US brokers should fear Massachusetts AG’s probe
Lucrative order routing revenues rely too much on clueless customers, says John Dizard
2 HOURS AGO by John Dizard
For all their complaints about the Trump administration, Wall Streeters have done quite well in getting a deregulatory agenda pushed through executive actions and appointments. With the (temporary) exception of the Consumer Financial Protection Bureau, the Treasury, Fed and other supervisory agencies are imposing fewer new rules and being more generous in their interpretation of old ones.
So those brave few Trump contributors and advisers on Wall Street have saved the day for the team, right? Not quite. They call it the United States and, if anything, the states part of the American regulatory environment is getting more aggressive. Each state has an attorney-general, and almost every one of those sees a governor in the mirror in the morning. The chief executive of a brokerage house might be on good terms with Treasury secretary Steven Mnuchin, but does he know the name of the attorney-general of Massachusetts?
Probably not, but Maura Healey, or, rather, someone in her office, knows his name. A few days ago, I sent a note to the securities division of the Massachusetts attorney-general asking for an opinion about an arcane American brokerage industry practice called payment for order flow, or order routing revenue. In reply, I was told that, “as the securities division has an open investigation on this very topic, we are not able to comment on this issue at this time”.
That is not a feel-good message for Wall Street. Payment for order flow is a significant revenue item for most, though not all, of the big brokers. In the second quarter of this year, TD Ameritrade received $83m in order routing revenues, out of total transaction revenues of $335m. In the same quarter, Charles Schwab brought in $26m of order routing fees out of total commission revenues of $142m. After a few years, that begins to add up to serious money.
And the margins are good, much better than on boring old commissions. Virtually all payment for order flow drops straight to the bottom line, since there is no need for advertising, help lines or legal support.
So that brings us to the question of what the brokerage house does to bring in those order flow payments or revenues. The money comes in little bips on every order that goes through exchanges and companies such as Citadel Execution Services, KCG, UBS Securities or Two Sigma, which execute the buy or sell orders directed to them from retail and institutional brokers.
But why would UBS Securities want to pay for the privilege of executing the 100 or 250 share buy or sell orders your mother places with Schwab? She is a nobody on Wall Street who does not know or care whether her order is executed a 10th or a 100th of a second later than someone else’s.
Exactly. That is the sort of customer you want in carload lots: clueless. If you are running a trading venue such as UBS, you want to be able to fill the requirements of sophisticated market participants who demand the best prices at any moment by slotting in buy or sell orders placed by millions of chumps. Otherwise we could not pay for all those tall buildings in financial districts.

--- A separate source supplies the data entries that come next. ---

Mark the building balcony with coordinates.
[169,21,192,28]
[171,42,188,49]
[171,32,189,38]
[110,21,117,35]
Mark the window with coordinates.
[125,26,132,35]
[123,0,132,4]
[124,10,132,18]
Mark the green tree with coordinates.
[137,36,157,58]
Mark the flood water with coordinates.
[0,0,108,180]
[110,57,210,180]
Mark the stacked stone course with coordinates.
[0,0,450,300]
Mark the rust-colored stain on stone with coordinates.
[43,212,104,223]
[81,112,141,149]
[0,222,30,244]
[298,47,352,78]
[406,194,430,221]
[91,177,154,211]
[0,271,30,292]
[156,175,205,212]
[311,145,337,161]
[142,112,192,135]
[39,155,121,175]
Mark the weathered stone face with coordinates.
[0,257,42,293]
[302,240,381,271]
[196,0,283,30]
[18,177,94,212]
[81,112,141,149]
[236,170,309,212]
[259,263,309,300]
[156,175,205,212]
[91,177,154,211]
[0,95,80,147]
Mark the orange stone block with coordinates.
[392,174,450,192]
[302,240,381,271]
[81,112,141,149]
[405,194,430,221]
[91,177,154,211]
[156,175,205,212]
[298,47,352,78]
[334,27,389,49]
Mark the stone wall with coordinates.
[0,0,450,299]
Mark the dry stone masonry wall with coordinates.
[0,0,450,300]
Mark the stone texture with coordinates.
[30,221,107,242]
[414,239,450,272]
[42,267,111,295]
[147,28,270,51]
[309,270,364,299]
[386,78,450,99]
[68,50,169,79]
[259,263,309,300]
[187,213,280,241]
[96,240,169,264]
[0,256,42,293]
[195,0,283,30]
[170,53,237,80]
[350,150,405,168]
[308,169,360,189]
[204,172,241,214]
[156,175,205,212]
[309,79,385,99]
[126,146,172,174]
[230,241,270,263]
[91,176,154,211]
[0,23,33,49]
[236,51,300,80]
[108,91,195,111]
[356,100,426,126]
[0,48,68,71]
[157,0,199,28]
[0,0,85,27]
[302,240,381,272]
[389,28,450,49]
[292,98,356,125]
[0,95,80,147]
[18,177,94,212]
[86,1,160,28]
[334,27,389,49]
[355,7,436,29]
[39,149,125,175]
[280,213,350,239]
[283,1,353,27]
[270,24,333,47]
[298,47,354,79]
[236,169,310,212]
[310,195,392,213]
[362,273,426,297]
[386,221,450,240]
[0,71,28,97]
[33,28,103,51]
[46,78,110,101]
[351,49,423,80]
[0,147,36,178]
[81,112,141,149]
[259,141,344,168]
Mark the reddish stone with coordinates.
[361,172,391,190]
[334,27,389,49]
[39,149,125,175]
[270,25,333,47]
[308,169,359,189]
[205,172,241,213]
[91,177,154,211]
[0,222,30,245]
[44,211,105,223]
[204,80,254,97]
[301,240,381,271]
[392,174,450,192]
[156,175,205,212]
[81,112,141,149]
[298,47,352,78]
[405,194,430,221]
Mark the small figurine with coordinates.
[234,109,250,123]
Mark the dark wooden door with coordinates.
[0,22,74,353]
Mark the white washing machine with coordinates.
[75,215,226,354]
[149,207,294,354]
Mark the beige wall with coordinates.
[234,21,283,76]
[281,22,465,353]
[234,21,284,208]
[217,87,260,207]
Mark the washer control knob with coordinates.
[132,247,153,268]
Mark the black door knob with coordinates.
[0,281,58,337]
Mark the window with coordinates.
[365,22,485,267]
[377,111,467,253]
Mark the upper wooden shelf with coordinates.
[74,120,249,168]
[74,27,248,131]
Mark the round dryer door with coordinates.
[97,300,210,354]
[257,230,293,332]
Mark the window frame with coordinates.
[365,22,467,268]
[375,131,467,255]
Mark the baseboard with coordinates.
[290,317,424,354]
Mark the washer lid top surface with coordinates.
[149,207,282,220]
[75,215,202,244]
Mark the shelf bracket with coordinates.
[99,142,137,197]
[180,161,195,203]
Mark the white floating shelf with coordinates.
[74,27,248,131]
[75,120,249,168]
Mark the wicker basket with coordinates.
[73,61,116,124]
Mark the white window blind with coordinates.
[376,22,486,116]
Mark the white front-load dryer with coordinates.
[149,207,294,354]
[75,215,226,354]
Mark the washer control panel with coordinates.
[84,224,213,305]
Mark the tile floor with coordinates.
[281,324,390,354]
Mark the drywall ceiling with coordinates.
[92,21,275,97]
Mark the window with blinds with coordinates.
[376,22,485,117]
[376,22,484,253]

Arguably brokers have a fiduciary responsibility to direct customers’ orders to the trading venue that offered the best price at the moment they are entered, not the one that offers the biggest kickback in the form of order flow payments. And while the order flow “arrangements” are disclosed in macro terms in the brokers’ “606” reports to the SEC, those reports are not really fulsome or specific to the customer.

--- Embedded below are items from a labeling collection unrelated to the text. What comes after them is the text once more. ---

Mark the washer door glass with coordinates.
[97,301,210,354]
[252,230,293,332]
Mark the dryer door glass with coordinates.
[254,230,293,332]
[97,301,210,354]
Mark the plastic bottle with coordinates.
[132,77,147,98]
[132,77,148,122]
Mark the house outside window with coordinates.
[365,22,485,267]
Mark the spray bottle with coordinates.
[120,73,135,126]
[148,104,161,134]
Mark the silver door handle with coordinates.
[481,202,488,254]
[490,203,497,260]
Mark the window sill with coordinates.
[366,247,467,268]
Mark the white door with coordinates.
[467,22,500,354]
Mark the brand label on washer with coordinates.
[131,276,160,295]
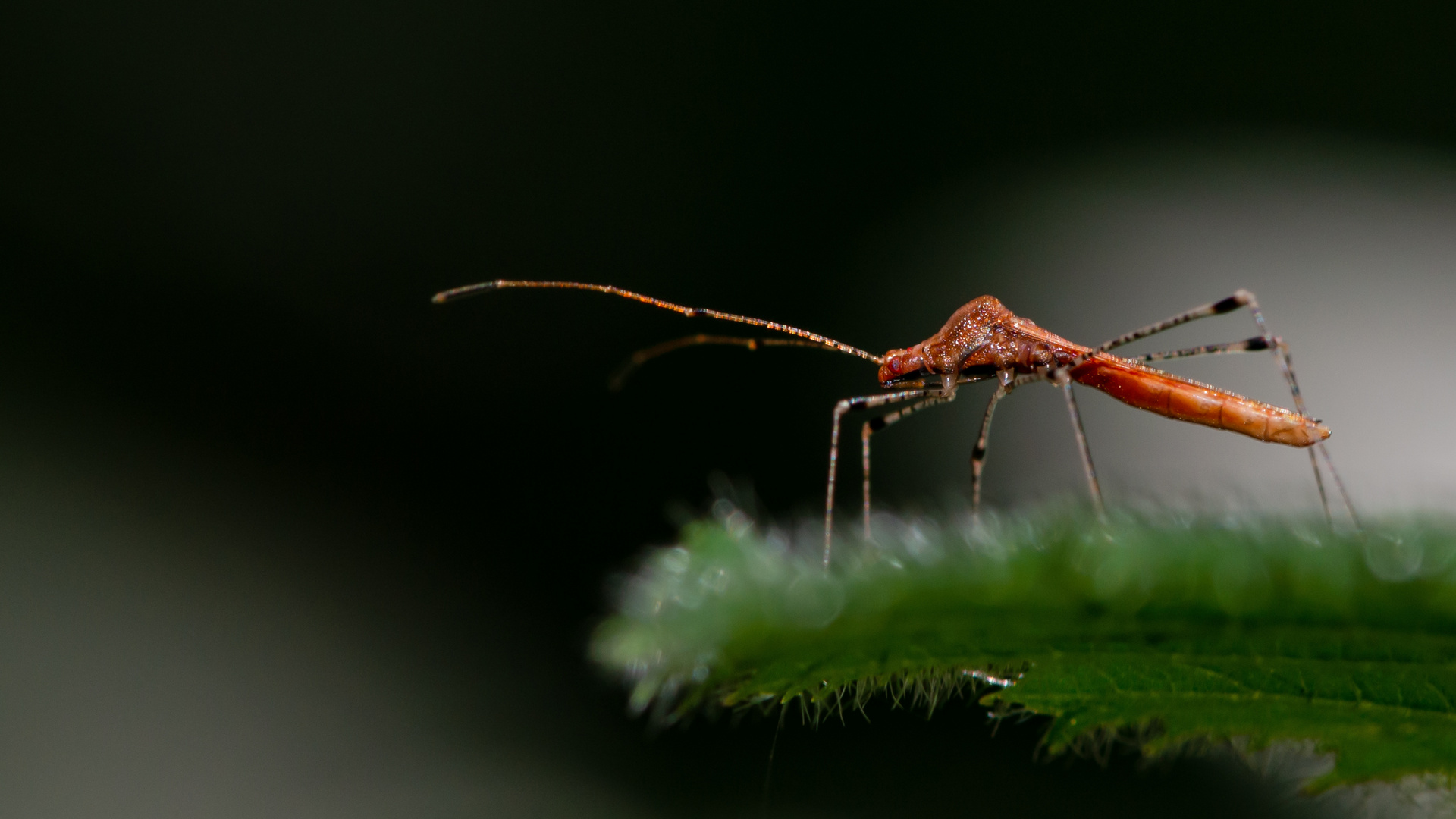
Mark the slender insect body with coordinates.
[434,280,1360,568]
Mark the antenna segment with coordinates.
[431,278,885,364]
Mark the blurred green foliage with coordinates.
[592,507,1456,790]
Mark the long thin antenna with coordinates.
[431,278,885,364]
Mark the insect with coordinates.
[432,278,1360,568]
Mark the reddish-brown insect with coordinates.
[434,280,1360,567]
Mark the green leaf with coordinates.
[592,510,1456,790]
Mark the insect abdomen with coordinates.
[1072,354,1329,446]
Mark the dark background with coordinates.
[0,2,1456,816]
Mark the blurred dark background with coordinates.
[0,0,1456,817]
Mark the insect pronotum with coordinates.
[432,278,1360,568]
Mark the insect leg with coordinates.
[971,370,1041,520]
[859,394,956,541]
[1051,369,1106,523]
[1097,288,1271,353]
[824,388,940,571]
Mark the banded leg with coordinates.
[1094,288,1361,531]
[859,394,956,541]
[971,370,1041,522]
[1051,369,1106,523]
[824,388,949,571]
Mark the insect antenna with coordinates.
[431,278,885,364]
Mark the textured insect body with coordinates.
[434,280,1360,568]
[880,296,1329,446]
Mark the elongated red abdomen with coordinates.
[1072,353,1329,446]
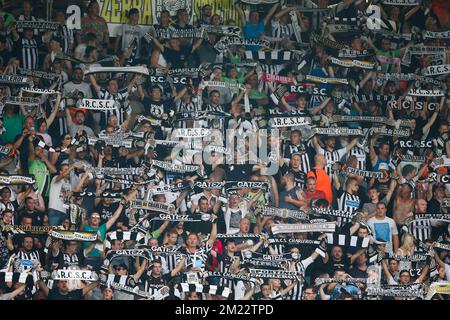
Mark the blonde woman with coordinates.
[396,233,415,270]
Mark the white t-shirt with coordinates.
[224,203,248,234]
[367,217,398,253]
[48,176,72,212]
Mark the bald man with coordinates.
[307,154,333,204]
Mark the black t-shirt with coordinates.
[48,289,83,300]
[163,45,192,69]
[142,97,170,119]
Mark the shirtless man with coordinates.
[394,183,415,230]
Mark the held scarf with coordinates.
[245,50,294,64]
[327,233,370,248]
[267,238,320,247]
[72,191,123,199]
[352,94,400,103]
[153,27,206,40]
[241,250,298,262]
[311,207,356,219]
[345,167,384,179]
[425,64,450,76]
[103,249,152,267]
[369,127,410,138]
[214,37,270,52]
[17,68,58,81]
[203,81,244,89]
[377,73,442,87]
[269,117,311,128]
[150,181,191,194]
[151,159,199,173]
[15,20,61,31]
[367,284,423,299]
[20,88,60,94]
[425,281,450,300]
[314,278,376,286]
[325,23,361,33]
[306,74,348,85]
[138,245,183,254]
[194,181,224,190]
[433,242,450,251]
[173,283,231,298]
[422,30,450,40]
[52,269,98,281]
[0,175,36,185]
[88,137,134,149]
[311,127,364,136]
[92,167,145,176]
[408,88,444,97]
[241,258,286,269]
[328,57,375,70]
[203,271,255,282]
[217,233,262,240]
[172,128,211,138]
[151,213,211,222]
[2,96,43,107]
[385,254,427,262]
[309,32,345,50]
[382,0,422,6]
[84,66,149,76]
[261,206,309,221]
[272,223,336,235]
[0,74,33,86]
[225,181,269,190]
[105,231,147,249]
[249,269,302,281]
[77,99,117,110]
[258,72,295,84]
[130,200,175,213]
[338,49,375,58]
[49,230,97,241]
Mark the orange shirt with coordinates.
[306,168,333,205]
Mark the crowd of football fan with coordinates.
[0,0,450,300]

There were hearings in the Senate on payment for order flow in 2014, led by the now-retired Senator Carl Levin.
Here are some of the quotes from the session with Steven Quirk, a TD Ameritrade executive:
Levin: And so, again, your subjective judgment as to which market provided best execution for tens of millions of customer orders virtually always led you to route orders to the markets that paid you the most.
Quirk: No, it would not have always led us.
Levin: I said virtually always.
Quirk: Virtually, yes.
Somehow, though, no change in federal policy came as a result of the Senate hearings. And since class-action suits against securities companies are not allowed under US law, the trial lawyers have lost interest.
The brokerages also seemed to believe that federal jurisdiction over securities law would pre-empt any state government action. But on a separate track in the courts, federal pre-emption was being limited. A 2009 Supreme Court case involving prescription drug labels, Wyeth v Levine, greenlighted state laws that are stricter than federal laws.
That opening for the state governments has now led to the Massachusetts attorney-general’s investigation.
I asked TD Ameritrade for its comment on the debate. A spokesperson replied that, “Federal law permits broker-dealers to route their orders to market centres in exchange for compensation, and the practice is recognised as a way to promote liquidity, price competition and competition among market centers.”
Perhaps that is no longer a good enough answer.